Question

Given an equilateral triangle ABC with side length equal to ‘a’. Let M and N be two points respectively on the side AB and AC such that $\overrightarrow {AN} = K\overrightarrow {AC} $ and $\overrightarrow {AM} = \dfrac{{\overrightarrow {AB} }}{3}$. If $\overrightarrow {BN} $ and$\overrightarrow {CM} $ are orthogonal then the value of K is equal to
(A) $\dfrac{1}{5}$
(B) $\dfrac{1}{4}$
(C) $\dfrac{1}{3}$
(D) $\dfrac{1}{2}$

Answer 1

Hint: In equilateral$\Delta $all the sides are equal and all the angles are equal to each other. All the angle of an equilateral triangle are ${60^0}$

Complete Step by Step Solution:
Let us consider an equilateral$\Delta $ABC

$\overrightarrow {AM} = \dfrac{{\overrightarrow {AD} }}{3}$
Therefore,$BM = AB - AM$
$ = AB - \dfrac{{AB}}{3}$
$\overrightarrow {BM} = \dfrac{{2AB}}{3}$
$\overrightarrow {AN} = K\overrightarrow {AC} $ . . . . (given)
$\overrightarrow {CN} = \overrightarrow {AC} - \overrightarrow A .$
$ = \overrightarrow {AC} - K\overrightarrow {AC} $
$\overrightarrow {CN} = \overrightarrow {AC} (1 - k)$
If $\overrightarrow {BN} $and$\overrightarrow {CN} $are orthogonal, then
$\overrightarrow {BN} \times \overrightarrow {CN} = 0$
How, We can find the value of $\overrightarrow {BN} $ and $\overrightarrow {CN} $
So,
\[\overrightarrow {BN} = \overrightarrow c - \dfrac{{\overrightarrow b }}{3}\]
$\overrightarrow {CN} = \lambda \overrightarrow c - \overrightarrow b $
Therefore,
$\left( {\overrightarrow c - \dfrac{{\overrightarrow b }}{3}} \right)(\lambda \overrightarrow c - \overrightarrow b ) = 0$
$\lambda {\left| {\overrightarrow c } \right|^2} - \dfrac{\lambda }{3}\overrightarrow c .\overrightarrow b - \overrightarrow c .\overrightarrow b + \dfrac{{{{\left| {\overrightarrow b } \right|}^2}}}{3} = 0$
$\lambda {a^2} - \dfrac{\lambda }{3}{a^2} \times \dfrac{1}{2} - \dfrac{{{a^2}}}{2} + \dfrac{{{a^2}}}{3} = 0$
Then common$'\lambda '$from this equation.
$\lambda \left( {{a^2} - \dfrac{{{a^2}}}{3}} \right) - \dfrac{{{a^2}}}{2} + \dfrac{{{a^2}}}{3} = 0$
$\lambda \left( {{a^2} - \dfrac{{{a^2}}}{6}} \right) = \dfrac{{{a^2}}}{2} - \dfrac{{{a^2}}}{3}$
$\lambda \left( {\dfrac{{6{a^2} - {a^2}}}{6}} \right) = \dfrac{{3{a^2} - 2{a^2}}}{6}$
$\lambda \left( {\dfrac{{5{a^2}}}{6}} \right) = \dfrac{{{a^2}}}{6}$
$\lambda = \dfrac{{{a^2}}}{{5{a^2}}}$
$\lambda = \dfrac{1}{5}$
If the value of $\lambda = \dfrac{1}{5}$, then the side of $C$ is $AM = 1$and $NC = 4$ and $AC = 5$
Then $\overrightarrow {AN} = K\overrightarrow {AC} $
Then $K = \dfrac{{\overrightarrow {AN} }}{{\overrightarrow {AC} }} = \dfrac{1}{5}$
So, the value of $K$ is $\dfrac{1}{5}$
Therefore from the above explanation the correct option is [A] $\dfrac{1}{5}$.

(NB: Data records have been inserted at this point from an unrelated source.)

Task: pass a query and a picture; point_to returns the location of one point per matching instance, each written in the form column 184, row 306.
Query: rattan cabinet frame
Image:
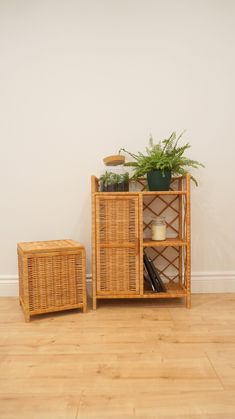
column 121, row 232
column 52, row 276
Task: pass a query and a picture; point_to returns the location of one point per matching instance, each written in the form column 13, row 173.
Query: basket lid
column 114, row 160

Note: Two vectors are said to be orthogonal if they are perpendicular to each other.
That means the angle between them is ${90^0}$.
We know that $\cos {90^0} = 0$
Therefore, $\overrightarrow a \times \overrightarrow b = \left| {\overrightarrow a } \right|\left| {\overrightarrow b } \right|\cos {90^0} = 0$
That means, two vectors $\overrightarrow a $ and $\overrightarrow b $are perpendicular if $\overrightarrow a \times \overrightarrow b = 0$